Not much criticism surfaced when the Angels dealt Grichuk to the Cards along with Peter Bourjos over the winter, acquiring David Freese and Fernando Salas. Hampered early by injuries, Grichuk didn't develop as quickly as Trout. But the Texan is showing why the Angels thought so highly of him. Grichuk has demonstrated exceptional athleticism in right field in the postseason, and he opened his postseason career with a home run off the great Clayton Kershaw in the NL Division Series.
4. Bochy always trusts his firemen
The Giants' bullpen let Game 2 get away with solo homers in three consecutive innings, but the veteran relievers -- Jeremy Affeldt, Santiago Casilla, Javier Lopez and Romo -- rebounded to shut down the Cards from the eighth through the 10th.
"These are the guys that brought us to this dance," Bochy said, "and we're going to use them. You stick with them. They are going to make mistakes; they are human. But you throw them back out there."
Following the short-term memory mantra of all relievers, Romo said he put his game-deciding ninth-inning delivery to Wong in St. Louis -- sent rocketing into the seats -- quickly behind him.

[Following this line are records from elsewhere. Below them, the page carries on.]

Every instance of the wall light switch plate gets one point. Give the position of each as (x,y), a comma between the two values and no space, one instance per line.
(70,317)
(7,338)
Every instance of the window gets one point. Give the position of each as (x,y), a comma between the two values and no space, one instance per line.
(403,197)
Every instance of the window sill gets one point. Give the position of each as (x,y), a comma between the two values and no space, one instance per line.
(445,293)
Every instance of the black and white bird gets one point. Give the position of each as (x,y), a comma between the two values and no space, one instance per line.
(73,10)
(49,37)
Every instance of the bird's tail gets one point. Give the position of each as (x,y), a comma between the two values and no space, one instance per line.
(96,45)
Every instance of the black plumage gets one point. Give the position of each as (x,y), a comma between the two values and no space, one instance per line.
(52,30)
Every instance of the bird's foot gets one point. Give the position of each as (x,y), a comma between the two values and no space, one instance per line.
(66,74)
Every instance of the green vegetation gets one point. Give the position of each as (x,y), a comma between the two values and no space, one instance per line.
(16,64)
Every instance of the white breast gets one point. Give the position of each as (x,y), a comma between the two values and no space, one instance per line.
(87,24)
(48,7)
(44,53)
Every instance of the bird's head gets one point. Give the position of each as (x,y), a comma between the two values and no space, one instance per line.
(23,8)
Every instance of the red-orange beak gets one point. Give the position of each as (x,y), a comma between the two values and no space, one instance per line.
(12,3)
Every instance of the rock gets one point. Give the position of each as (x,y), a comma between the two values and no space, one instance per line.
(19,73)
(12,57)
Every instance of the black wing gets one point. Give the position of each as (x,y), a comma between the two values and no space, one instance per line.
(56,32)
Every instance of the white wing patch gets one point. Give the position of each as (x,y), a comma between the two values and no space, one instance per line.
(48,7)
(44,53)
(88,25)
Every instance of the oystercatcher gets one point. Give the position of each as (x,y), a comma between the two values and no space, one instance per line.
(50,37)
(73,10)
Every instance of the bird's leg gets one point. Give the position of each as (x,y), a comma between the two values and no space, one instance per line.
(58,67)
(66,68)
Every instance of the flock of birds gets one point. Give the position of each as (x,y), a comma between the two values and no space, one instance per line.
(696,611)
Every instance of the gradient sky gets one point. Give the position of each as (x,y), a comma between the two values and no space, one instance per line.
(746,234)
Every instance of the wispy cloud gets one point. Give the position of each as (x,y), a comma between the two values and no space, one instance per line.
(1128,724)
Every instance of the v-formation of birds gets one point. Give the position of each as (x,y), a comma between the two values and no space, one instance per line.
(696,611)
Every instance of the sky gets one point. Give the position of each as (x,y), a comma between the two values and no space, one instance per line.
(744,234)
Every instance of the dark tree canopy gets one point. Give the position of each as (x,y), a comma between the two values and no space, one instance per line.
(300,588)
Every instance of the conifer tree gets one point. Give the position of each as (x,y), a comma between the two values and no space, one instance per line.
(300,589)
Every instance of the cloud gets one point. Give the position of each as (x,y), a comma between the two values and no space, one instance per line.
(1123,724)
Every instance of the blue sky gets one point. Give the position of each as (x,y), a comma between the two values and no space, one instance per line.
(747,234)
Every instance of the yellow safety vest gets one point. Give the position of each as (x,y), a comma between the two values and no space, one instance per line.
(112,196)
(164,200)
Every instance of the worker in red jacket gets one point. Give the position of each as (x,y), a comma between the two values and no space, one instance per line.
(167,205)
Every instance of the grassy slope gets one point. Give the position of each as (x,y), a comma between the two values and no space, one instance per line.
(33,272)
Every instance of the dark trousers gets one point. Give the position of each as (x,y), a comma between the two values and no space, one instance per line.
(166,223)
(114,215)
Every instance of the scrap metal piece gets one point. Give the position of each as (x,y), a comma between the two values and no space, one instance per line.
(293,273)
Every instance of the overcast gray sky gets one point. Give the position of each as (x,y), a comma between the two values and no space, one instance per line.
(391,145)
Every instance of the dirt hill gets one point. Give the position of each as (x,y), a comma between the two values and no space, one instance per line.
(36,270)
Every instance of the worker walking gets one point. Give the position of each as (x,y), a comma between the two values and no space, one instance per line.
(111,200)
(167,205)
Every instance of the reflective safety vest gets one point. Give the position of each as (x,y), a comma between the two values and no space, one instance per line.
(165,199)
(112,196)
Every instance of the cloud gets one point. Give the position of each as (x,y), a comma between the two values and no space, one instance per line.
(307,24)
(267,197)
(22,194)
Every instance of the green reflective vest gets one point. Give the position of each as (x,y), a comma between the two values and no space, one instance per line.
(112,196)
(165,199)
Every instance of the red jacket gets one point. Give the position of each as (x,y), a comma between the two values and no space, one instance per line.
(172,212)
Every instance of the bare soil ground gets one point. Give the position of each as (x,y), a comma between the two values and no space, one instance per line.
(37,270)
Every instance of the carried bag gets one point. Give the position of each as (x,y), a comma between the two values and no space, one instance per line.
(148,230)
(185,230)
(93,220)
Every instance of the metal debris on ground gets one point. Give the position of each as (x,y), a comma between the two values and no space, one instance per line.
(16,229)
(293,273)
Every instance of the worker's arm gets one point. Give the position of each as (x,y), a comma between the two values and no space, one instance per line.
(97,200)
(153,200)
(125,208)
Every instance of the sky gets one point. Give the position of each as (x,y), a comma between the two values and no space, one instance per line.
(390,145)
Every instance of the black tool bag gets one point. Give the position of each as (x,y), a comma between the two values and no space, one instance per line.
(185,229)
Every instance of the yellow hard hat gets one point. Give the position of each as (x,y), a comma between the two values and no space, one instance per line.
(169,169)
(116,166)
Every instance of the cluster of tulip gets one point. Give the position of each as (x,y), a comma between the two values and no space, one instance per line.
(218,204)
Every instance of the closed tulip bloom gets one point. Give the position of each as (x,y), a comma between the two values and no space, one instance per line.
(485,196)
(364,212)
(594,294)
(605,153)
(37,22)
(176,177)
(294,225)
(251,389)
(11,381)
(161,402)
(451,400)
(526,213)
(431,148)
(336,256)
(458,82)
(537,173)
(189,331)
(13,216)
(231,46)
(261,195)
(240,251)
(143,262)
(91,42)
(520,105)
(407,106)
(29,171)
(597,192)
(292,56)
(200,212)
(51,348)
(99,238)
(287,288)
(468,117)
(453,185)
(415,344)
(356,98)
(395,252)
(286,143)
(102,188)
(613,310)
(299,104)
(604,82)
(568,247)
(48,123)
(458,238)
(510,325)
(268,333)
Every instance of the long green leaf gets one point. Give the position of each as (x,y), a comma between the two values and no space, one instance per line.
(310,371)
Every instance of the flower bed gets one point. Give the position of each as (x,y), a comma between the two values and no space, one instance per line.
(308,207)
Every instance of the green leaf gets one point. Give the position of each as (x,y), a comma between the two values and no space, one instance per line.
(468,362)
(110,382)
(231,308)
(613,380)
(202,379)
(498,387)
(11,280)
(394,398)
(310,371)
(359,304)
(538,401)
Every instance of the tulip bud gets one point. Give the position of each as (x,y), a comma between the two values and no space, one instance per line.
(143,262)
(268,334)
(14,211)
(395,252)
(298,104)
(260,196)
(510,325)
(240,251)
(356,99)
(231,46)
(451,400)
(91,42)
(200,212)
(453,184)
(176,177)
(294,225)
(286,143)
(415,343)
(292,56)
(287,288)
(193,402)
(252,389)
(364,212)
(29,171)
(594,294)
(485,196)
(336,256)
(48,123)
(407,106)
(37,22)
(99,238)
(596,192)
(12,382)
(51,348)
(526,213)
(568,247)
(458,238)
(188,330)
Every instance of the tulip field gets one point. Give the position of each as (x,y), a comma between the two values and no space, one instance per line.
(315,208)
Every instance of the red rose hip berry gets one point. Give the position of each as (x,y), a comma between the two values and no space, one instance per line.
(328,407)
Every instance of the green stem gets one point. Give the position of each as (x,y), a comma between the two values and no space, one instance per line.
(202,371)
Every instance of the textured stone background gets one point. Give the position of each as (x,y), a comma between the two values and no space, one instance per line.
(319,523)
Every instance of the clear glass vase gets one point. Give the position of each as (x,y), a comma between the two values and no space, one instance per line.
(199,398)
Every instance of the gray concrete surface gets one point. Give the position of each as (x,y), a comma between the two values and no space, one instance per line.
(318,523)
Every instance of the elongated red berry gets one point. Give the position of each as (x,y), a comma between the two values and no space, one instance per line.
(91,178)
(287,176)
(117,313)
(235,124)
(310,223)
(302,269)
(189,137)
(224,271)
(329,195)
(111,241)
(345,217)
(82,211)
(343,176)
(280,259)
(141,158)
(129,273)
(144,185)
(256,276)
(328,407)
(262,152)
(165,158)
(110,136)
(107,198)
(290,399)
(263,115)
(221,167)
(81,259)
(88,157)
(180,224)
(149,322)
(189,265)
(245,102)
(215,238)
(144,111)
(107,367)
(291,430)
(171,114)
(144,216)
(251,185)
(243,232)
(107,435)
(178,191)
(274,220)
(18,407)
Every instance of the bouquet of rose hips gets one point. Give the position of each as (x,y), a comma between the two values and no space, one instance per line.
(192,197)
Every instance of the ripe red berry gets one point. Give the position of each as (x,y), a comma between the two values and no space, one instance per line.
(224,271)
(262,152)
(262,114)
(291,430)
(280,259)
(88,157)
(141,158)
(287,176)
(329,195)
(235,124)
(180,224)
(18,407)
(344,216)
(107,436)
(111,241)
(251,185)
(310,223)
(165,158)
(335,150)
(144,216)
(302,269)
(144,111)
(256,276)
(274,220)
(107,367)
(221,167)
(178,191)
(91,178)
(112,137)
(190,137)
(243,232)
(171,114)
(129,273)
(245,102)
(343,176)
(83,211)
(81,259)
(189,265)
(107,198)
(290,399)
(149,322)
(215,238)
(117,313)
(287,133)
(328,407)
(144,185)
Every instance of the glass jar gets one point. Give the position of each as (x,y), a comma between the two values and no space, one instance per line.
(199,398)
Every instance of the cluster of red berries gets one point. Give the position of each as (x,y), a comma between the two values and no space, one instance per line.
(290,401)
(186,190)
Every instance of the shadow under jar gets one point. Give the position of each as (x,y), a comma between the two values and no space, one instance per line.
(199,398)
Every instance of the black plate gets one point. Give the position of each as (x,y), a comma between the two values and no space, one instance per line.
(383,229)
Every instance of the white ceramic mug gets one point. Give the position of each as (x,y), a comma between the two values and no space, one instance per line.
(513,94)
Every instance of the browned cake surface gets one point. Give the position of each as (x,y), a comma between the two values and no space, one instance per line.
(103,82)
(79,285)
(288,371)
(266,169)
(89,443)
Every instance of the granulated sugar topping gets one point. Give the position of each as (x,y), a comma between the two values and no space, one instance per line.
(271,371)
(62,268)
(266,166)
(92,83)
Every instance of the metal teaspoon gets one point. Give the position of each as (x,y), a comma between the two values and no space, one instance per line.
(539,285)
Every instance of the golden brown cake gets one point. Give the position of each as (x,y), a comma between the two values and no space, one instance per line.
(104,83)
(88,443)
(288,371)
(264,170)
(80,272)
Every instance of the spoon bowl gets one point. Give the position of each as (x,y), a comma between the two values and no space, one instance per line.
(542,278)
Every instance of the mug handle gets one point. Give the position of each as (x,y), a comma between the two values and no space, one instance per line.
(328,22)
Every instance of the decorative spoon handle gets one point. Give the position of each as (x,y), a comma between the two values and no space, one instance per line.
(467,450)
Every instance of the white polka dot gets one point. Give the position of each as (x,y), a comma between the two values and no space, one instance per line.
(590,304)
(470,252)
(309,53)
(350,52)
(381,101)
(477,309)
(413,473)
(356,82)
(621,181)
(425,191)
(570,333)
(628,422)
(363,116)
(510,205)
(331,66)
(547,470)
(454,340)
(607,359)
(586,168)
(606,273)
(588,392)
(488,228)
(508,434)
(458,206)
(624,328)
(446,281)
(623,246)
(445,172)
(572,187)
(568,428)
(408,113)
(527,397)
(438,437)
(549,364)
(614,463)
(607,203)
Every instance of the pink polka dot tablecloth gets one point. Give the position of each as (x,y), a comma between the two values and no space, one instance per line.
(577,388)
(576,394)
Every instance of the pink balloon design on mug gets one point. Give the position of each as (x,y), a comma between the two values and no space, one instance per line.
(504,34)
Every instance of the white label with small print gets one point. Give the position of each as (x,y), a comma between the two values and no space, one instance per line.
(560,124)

"I was asked about it [Sunday] and said I was over it," Romo said. "Things like that happen. You can't sit around and dwell on them. The way I saw it, I was going to have another chance."
5. Yadier Molina is irreplaceable
This is no bulletin. Molina is the best defensive catcher of the era, one of the best ever. A.J. Pierzynski has experience and is tough-minded, but there's only one Yadi. His strained oblique, tying him to the bench, is impossible to overlook.
Lyle Spencer is a national reporter for MLB.com. This story was not subject to the approval of Major League Baseball or its clubs.